People who had contact with them or Duncan are being monitored, while some 800 passengers who flew with Vinson on a trip she made to Ohio before being diagnosed, as well as those on subsequent flights on the same planes, have been contacted by Frontier Airlines, it said on Saturday.
Also being monitored are a lab worker at the hospital who is not ill but is in isolation at sea in her cabin on the Carnival Magic cruise ship owned by Carnival Corp. The worker had no contact with Duncan but may have come in contact with test samples. The ship was on its way back to Galveston, Texas.
The Ohio Department of Health strengthened its recommended Ebola quarantine protocols to limit travel by those required to have their health condition monitored locally or report it to officials. Ohio said its vigilance was meant to exceed CDC recommendations.
Obama has stressed that containing Ebola should include help for the worst-hit countries and Washington plans to deploy up to 4,000 military personnel to the region by late October.

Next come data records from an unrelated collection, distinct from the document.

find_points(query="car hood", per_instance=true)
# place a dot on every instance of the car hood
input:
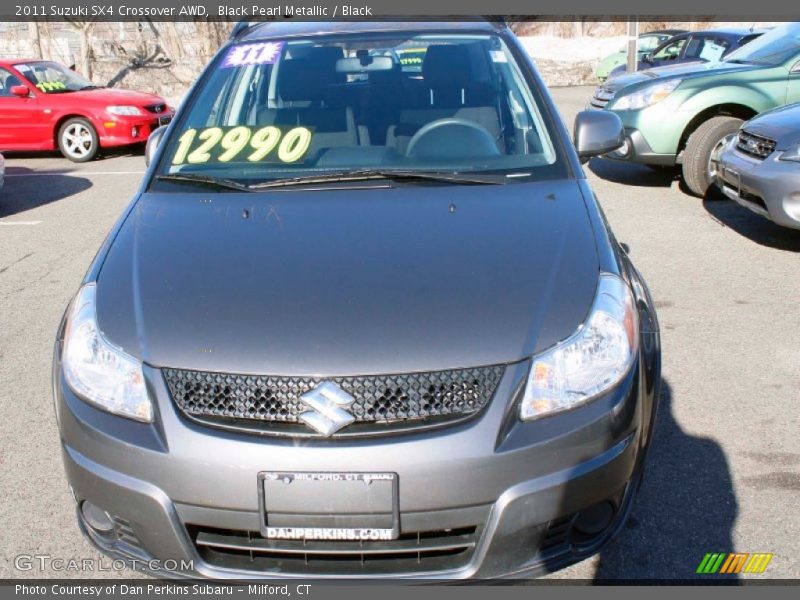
(113, 96)
(358, 281)
(682, 71)
(781, 125)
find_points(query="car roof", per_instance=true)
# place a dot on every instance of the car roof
(10, 62)
(664, 31)
(285, 29)
(731, 31)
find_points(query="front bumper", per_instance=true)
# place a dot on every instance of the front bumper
(114, 131)
(769, 187)
(513, 500)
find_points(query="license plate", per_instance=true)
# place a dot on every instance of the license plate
(329, 506)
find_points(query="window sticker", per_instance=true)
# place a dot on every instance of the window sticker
(49, 86)
(263, 53)
(226, 144)
(712, 52)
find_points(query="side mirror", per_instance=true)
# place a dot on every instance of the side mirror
(597, 132)
(153, 142)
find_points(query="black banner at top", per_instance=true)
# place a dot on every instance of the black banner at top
(235, 10)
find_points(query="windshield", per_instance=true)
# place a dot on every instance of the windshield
(771, 49)
(52, 78)
(300, 107)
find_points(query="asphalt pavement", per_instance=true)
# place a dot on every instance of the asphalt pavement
(724, 471)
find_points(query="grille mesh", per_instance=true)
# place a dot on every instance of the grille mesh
(755, 145)
(272, 403)
(156, 108)
(602, 96)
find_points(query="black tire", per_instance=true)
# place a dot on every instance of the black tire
(698, 163)
(77, 140)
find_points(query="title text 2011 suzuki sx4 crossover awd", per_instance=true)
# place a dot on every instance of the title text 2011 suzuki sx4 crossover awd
(361, 320)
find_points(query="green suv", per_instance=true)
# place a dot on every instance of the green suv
(685, 114)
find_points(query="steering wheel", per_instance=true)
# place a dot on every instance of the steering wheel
(452, 138)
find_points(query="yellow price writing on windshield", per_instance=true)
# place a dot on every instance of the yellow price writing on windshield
(216, 144)
(49, 86)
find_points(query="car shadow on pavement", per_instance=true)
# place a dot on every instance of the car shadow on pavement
(632, 174)
(752, 226)
(686, 507)
(26, 189)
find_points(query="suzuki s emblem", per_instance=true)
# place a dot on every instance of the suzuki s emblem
(328, 403)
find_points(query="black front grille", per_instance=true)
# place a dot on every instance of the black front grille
(424, 551)
(156, 108)
(755, 145)
(383, 403)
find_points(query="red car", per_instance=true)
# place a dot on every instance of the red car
(44, 105)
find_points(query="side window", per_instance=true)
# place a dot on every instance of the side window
(649, 43)
(707, 49)
(7, 81)
(671, 51)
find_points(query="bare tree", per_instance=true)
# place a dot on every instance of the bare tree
(85, 29)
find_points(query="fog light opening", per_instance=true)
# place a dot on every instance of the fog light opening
(623, 151)
(593, 521)
(96, 518)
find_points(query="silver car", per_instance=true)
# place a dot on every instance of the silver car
(760, 166)
(358, 323)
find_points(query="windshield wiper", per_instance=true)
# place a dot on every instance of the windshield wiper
(368, 174)
(206, 180)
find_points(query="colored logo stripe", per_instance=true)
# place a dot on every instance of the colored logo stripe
(711, 563)
(734, 562)
(758, 563)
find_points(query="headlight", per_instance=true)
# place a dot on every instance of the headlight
(127, 111)
(590, 362)
(98, 371)
(646, 96)
(792, 154)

He is preparing to ask Congress for additional Ebola funding.
British Prime Minister David Cameron said on Saturday European Union leaders should raise the amount pledged to fight Ebola to 1 billion euros ($1.3 billion) and mobilize at least 2,000 workers to head to West Africa. A spokeswoman at Cameron's office said the EU commission and 28 member states had pledged a total of 500 million euros so far.